選挙ドットコムでは参院選の比例代表に候補を擁立している各政党・政治団体(以下、各党)の代表・幹部に参院選の争点・政策や政治・選挙の意義について聞く取材依頼を行い、取材を受諾した各党の代表・幹部にインタビュー形式で取材しました。今回は日本共産党・小池晃書記局長へのインタビューの模様をお届けします。

第一の争点は、年金問題についてと消費税増税問題。これを3つの独自政策で解消し、国民に明日に希望がもてる生活を取り戻す

‐‐ 選挙ドットコム編集部(以下、選挙ドットコム)
今回の参院選の最大の争点はなんでしょうか。

小池晃 共産党書記局長(以下、小池氏)
やっぱり争点のひとつは年金ですよね。年金を中心にした暮らしの問題が、今回の選挙の大きな柱になると思うんですよ。

年金がね、毎月5万5千円足りなくて、それを補うのに2000万円必要だと。あの問題は本当に、非常に残念です。でも現実問題としてね、今の若い人は2000万円じゃすまないんです。これからも年金は減っていきますから。このままじゃ、全く暮らしていけないような数字になってしまうのではないかなと。

国民年金は今、40年間毎月保険料を納めて、月6万5千円の支給。これでも足りないのに、今の年金制度だと41歳以下の人はみんな月4万5千円になってしまうんですよ。老後を支える年金が、そういうまずしい年金でいいのか。税金の集め方や使い方を今すぐ変えなきゃいけないんじゃないかと我々は考えています。

たとえば富裕層や儲かっている大企業にもっと負担してもらうとか、あるいはF-35なんていう最新戦闘機に何兆円もつぎ込むより、そのお金で、みんなで年金を支えるようなそういう制度にしようじゃないかと。毎日の生活も大変な中、将来の老後に備えて必死で2000万円貯金するよりも、あなたの一票で政治を変えるほうがよほど簡単ではないですか、と。そういうことを訴えていきたいです。

もうひとつは消費税をこれだけ景気が悪くなっているときにあげていいんですか? ということですね。税の在り方にいろんな意見の違いがあるとしても、こんなに暮らしが大変な今、さらに消費税を上げたら、本当に日本の景気はどん底になってしまうのではないですか。だから消費税増税は中止して、家計を温める政策が必要だと考えます。

‐‐ 選挙ドットコム
憲法改正についてはどう考えていますか?

小池氏
自民党は、すごく憲法改正を言っていますが、本当に今、憲法を変えるのかというのも大きな争点のひとつですね。
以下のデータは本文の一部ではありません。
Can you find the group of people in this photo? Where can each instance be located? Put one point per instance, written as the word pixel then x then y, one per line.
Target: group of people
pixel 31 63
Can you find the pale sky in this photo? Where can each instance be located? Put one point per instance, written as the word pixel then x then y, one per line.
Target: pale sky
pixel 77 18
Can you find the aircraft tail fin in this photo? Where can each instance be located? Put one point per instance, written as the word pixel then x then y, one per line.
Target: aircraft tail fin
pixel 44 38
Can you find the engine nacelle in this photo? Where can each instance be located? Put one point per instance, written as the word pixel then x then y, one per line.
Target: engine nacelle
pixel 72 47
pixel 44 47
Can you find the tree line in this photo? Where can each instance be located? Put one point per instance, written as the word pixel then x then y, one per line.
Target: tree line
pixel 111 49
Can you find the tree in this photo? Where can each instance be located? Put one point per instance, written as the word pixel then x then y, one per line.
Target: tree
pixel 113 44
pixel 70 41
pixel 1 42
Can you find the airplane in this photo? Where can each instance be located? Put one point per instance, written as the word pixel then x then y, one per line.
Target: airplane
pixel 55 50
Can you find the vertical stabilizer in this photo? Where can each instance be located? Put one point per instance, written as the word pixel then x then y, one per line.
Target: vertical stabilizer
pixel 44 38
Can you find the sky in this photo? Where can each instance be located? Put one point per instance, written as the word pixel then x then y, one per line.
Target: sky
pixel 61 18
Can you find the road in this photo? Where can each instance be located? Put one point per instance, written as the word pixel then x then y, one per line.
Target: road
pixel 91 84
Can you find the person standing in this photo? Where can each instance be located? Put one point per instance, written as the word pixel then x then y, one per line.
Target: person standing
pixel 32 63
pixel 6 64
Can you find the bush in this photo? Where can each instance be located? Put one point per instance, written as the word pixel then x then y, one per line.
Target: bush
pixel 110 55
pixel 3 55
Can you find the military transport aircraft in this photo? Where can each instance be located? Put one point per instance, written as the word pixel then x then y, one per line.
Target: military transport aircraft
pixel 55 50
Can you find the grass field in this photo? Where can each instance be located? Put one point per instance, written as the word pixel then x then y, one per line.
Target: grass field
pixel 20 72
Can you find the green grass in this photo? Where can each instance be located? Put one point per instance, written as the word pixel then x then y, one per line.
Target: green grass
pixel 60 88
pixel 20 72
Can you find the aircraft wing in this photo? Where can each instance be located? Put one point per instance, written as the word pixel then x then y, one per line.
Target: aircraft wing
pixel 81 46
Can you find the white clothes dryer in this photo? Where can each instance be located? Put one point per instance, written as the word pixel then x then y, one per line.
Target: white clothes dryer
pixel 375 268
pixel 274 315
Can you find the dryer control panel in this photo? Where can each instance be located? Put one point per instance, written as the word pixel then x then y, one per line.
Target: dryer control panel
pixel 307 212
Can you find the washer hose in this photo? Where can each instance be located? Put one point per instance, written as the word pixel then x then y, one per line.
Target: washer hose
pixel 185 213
どんな世論調査をやっても「安倍政権に何を期待するか」という質問に対して「憲法改正」というのは、一番下のほうに出てくる答えですよね。国民のほとんどが、今すぐ憲法を変えてくれと言ってるわけではないんですよ。そもそも憲法というのは権力の側を縛る法律ですから、縛られている側の総理大臣が率先して、自らその縛りを緩めようと改憲しようと主張すること自体、間違っていると思います。

それにあのトランプさんが日米安保の見直しを言い出すというのは「一緒に戦争できる国になってくれ」って言っているってことじゃないですか。「アメリカの若者は血を流すけど、日本の若者は血を流さない、これでいいのか。不公平だ」っていうんですよ。つまり日本は、アメリカと一緒に血を流す国になれっていうのがトランプさんの主張。そういう方向にどんどん進むような改憲、していいのか、できるのかっていうことです。

原発の問題も、そもそもコストの面で原発は成り立たなくなってきている。海外への輸出は全部、失敗しました。結果、ビジネスとしては全く先が見えない状態です。「原発はクリーンで安全だ」というのも、福島でそれが嘘だとはっきりわかりました。そして原発事故の処理のために莫大な費用が必要なことも国民は知りました。「原発が安全だ」というのも、ウソだということがわかりつつあるわけです。だからやっぱり再稼働という選択肢ではなくて、再生可能エネルギーに進んでこそ、地域の雇用も経済も活性化できるし、安全だと。これも大きな争点ですね。

さらにいえば、マイノリティの権利、個人の尊厳、あるいは民族差別やヘイトスピーチのようなものをなくしていくことも真剣に考えていかなくてはならない。本当に一人一人が自分らしく生きていける社会にしていくということですね。これも重要。

安倍さんは、大阪城にエレベーターをつけたのが最大のミスだと言いましたけど、僕はやっぱりお年寄りも障害を持った方も、ベビーカーでも大阪城のてっぺんまで登りたいたいっていう願いに応えるのが、今の世界の流れだと思うんです。私は平然とあんなスピーチをする総理大臣がいることこそ、最大のミスじゃないかと思っていますよ。こういう問題をきっちり訴えていきたいと思います。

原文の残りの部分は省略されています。